Sayyid Rashid K, Sayyid Abdallah K, Klaassen Zachary, Hersey Karen, Goldberg Hanan, Perlis Nathan, Ahmad Ardalanejaz, Leao Ricardo, Chandrasekar Thenappan, Fadaak Kamel, Madi Rabii, Terris Martha K, Finelli Antonio, Hamilton Robert J, Kulkarni Girish S, Zlotta Alexandre R, Fleshner Neil E
Department of Surgery, Division of Urology, University Health Network, Princess Margaret Cancer Centre, Toronto, ON, Canada.
Augusta University Medical Centre, Augusta, GA, United States.
Can Urol Assoc J. 2018 May;12(5):E210-E218. doi: 10.5489/cuaj.4922. Epub 2018 Feb 6.
Urinary biomarkers are being developed to detect bladder cancer recurrence/progression in patients with non-muscle-invasive bladder cancer (NMIBC). We conducted a questionnaire-based study to determine what diagnostic accuracy and cost would such test(s) need for both patients and urologic oncologists to comfortably forgo surveillance cystoscopy in favour of these tests.
Surveys were administered to NMIBC patients at followup cystoscopy visit and to physician members of the Society of Urologic Oncology. Participants were questioned about acceptable false-negative (FN) rates and costs for such alternatives, in addition to demographics that could influence chosen error rates and costs.
A total of 137 patient and 51 urologic oncologist responses were obtained. Seventy-seven percent of patients were not comfortable with urinary biomarker(s) alternatives to repeat cystoscopy, with a further 14% willing to accept such alternatives only if the FN rate were 0.5% or lower. Seventy-five percent of urologic oncologists were comfortable with an alternative urinary biomarker test(s), with 37% and 33% willing to accept FN rates of 5% and 1%, respectively. Forty-seven percent of patients were not willing to pay out-of-pocket for such tests, while 61% of urologic oncologists felt that a price range of $100-500 would be reasonable.

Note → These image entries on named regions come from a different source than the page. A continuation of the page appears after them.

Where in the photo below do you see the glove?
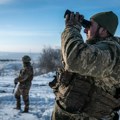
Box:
[14,78,18,85]
[65,12,84,31]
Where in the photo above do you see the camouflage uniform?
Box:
[52,11,120,120]
[15,55,33,112]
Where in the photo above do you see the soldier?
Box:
[14,55,33,113]
[52,11,120,120]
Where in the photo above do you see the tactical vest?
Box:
[52,71,120,119]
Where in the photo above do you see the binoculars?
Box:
[64,10,91,28]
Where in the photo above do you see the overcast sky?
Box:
[0,0,120,52]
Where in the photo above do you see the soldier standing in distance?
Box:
[52,11,120,120]
[14,55,33,113]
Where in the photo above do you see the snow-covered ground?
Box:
[0,53,120,120]
[0,73,54,120]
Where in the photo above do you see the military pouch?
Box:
[59,71,73,87]
[84,88,120,119]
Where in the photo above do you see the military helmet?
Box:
[22,55,31,62]
[91,11,118,35]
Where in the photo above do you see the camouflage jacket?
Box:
[61,27,120,95]
[18,65,33,87]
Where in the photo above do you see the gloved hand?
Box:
[14,78,18,85]
[65,12,84,31]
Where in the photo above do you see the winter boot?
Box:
[22,107,29,113]
[14,101,21,110]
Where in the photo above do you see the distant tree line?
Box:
[38,47,62,74]
[0,59,17,62]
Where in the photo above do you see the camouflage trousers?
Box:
[51,103,98,120]
[15,86,30,109]
[51,103,115,120]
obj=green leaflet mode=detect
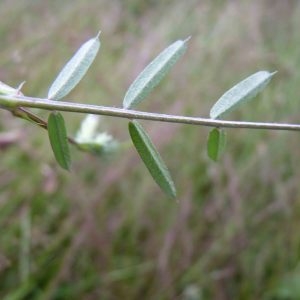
[48,111,71,170]
[129,121,176,198]
[123,39,188,109]
[0,81,25,95]
[48,33,100,100]
[210,71,276,119]
[207,128,226,161]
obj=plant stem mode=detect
[0,95,300,131]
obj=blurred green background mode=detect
[0,0,300,300]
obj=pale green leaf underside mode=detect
[129,121,176,198]
[207,128,226,161]
[210,71,276,119]
[123,40,187,109]
[48,34,100,100]
[48,112,71,170]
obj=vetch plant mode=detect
[0,33,300,198]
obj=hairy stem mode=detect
[0,95,300,131]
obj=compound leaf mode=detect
[129,121,176,198]
[123,39,188,109]
[48,33,100,100]
[210,71,276,119]
[48,111,71,170]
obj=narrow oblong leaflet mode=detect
[210,71,277,119]
[123,39,189,109]
[48,33,100,100]
[128,121,176,198]
[48,111,71,170]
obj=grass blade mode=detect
[123,39,188,109]
[207,128,226,161]
[210,71,276,119]
[48,33,100,100]
[48,111,71,170]
[129,121,176,198]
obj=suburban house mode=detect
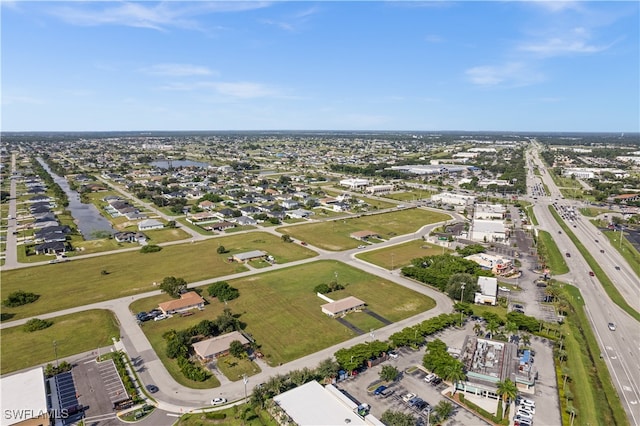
[35,241,67,254]
[113,231,147,243]
[321,296,366,317]
[193,331,250,361]
[233,250,268,263]
[349,231,380,241]
[473,277,498,306]
[158,291,204,315]
[138,219,164,231]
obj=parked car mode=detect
[402,392,416,402]
[424,373,438,383]
[373,385,387,395]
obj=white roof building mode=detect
[273,381,384,426]
[340,179,369,189]
[0,367,49,426]
[473,277,498,305]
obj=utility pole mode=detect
[53,340,60,367]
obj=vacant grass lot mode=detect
[0,309,120,374]
[0,232,315,319]
[278,209,451,251]
[131,261,435,376]
[356,240,444,269]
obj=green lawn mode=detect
[0,310,120,374]
[278,209,451,251]
[344,312,384,333]
[356,240,451,269]
[131,261,435,374]
[0,232,315,319]
[538,231,569,275]
[382,190,433,201]
[216,355,262,382]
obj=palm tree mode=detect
[504,321,519,336]
[487,320,499,337]
[433,401,453,420]
[473,323,482,336]
[442,360,467,393]
[496,379,518,416]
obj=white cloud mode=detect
[2,95,46,105]
[519,33,611,56]
[49,1,270,30]
[161,81,284,99]
[465,62,542,87]
[531,0,581,13]
[142,64,217,77]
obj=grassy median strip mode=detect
[0,232,316,319]
[538,231,569,275]
[556,285,629,425]
[549,206,640,321]
[0,309,120,374]
[277,209,451,251]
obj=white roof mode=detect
[0,367,47,426]
[273,381,378,426]
[478,277,498,296]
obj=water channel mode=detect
[150,160,210,169]
[38,158,113,240]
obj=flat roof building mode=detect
[273,381,384,426]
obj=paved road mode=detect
[533,142,640,425]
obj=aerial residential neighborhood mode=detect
[0,133,638,425]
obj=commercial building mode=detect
[273,381,384,426]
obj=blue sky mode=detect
[1,0,640,132]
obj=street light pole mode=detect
[53,340,60,367]
[242,374,249,404]
[460,283,464,325]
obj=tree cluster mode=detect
[2,290,40,308]
[160,277,187,299]
[313,280,344,294]
[333,340,389,371]
[24,318,53,333]
[207,281,240,302]
[402,254,492,292]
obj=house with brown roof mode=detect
[193,331,250,361]
[349,231,380,241]
[321,296,366,317]
[158,291,204,315]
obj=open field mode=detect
[356,239,444,269]
[278,209,451,251]
[538,231,569,275]
[131,261,435,376]
[0,309,120,374]
[381,189,433,201]
[0,232,315,319]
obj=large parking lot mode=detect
[337,321,560,426]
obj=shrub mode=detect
[2,290,40,308]
[24,318,53,333]
[140,244,162,253]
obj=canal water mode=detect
[150,160,210,169]
[38,158,113,240]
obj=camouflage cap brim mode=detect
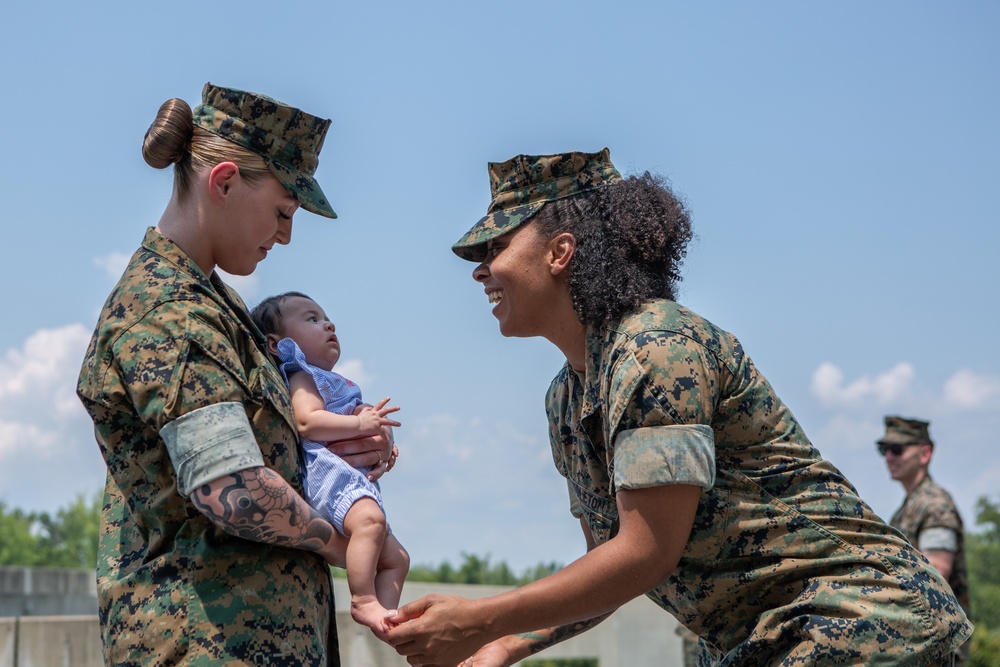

This is the first survey evaluating patient and urologic oncologist perspectives on acceptable error rates and costs for urinary biomarker alternatives to surveillance cystoscopy for patients with NMIBC. Despite potential responder bias, this study suggests that urinary biomarker(s) will require sensitivity equivalent to that of cystoscopy in order to completely replace it in surveillance of patients with NMIBC.
正在研发尿液生物标志物以检测非肌层浸润性膀胱癌(NMIBC)患者的膀胱癌复发/进展情况。我们开展了一项基于问卷调查的研究,以确定此类检测对于患者和泌尿外科肿瘤学家而言,需要具备怎样的诊断准确性和成本,才能让他们放心地放弃监测性膀胱镜检查而选择这些检测。
在随访膀胱镜检查时对NMIBC患者以及泌尿外科肿瘤学会的医生会员进行调查。除了询问可能影响所选错误率和成本的人口统计学信息外,还向参与者询问了对此类替代检测可接受的假阴性(FN)率和成本。
共获得137名患者和51名泌尿外科肿瘤学家的回复。77%的患者对用尿液生物标志物替代重复膀胱镜检查不满意,另有14%的患者仅在FN率为0.5%或更低时才愿意接受此类替代方法。75%的泌尿外科肿瘤学家对尿液生物标志物替代检测感到满意,分别有37%和33%的人愿意接受5%和1%的FN率。47%的患者不愿意自掏腰包支付此类检测费用,而61%的泌尿外科肿瘤学家认为100 - 500美元的价格范围是合理的。
这是第一项评估患者和泌尿外科肿瘤学家对于NMIBC患者监测性膀胱镜检查的尿液生物标志物替代检测可接受错误率和成本观点的调查。尽管存在潜在的应答偏倚,但本研究表明,尿液生物标志物需要具备与膀胱镜检查相当的敏感性,才能在NMIBC患者的监测中完全取代它。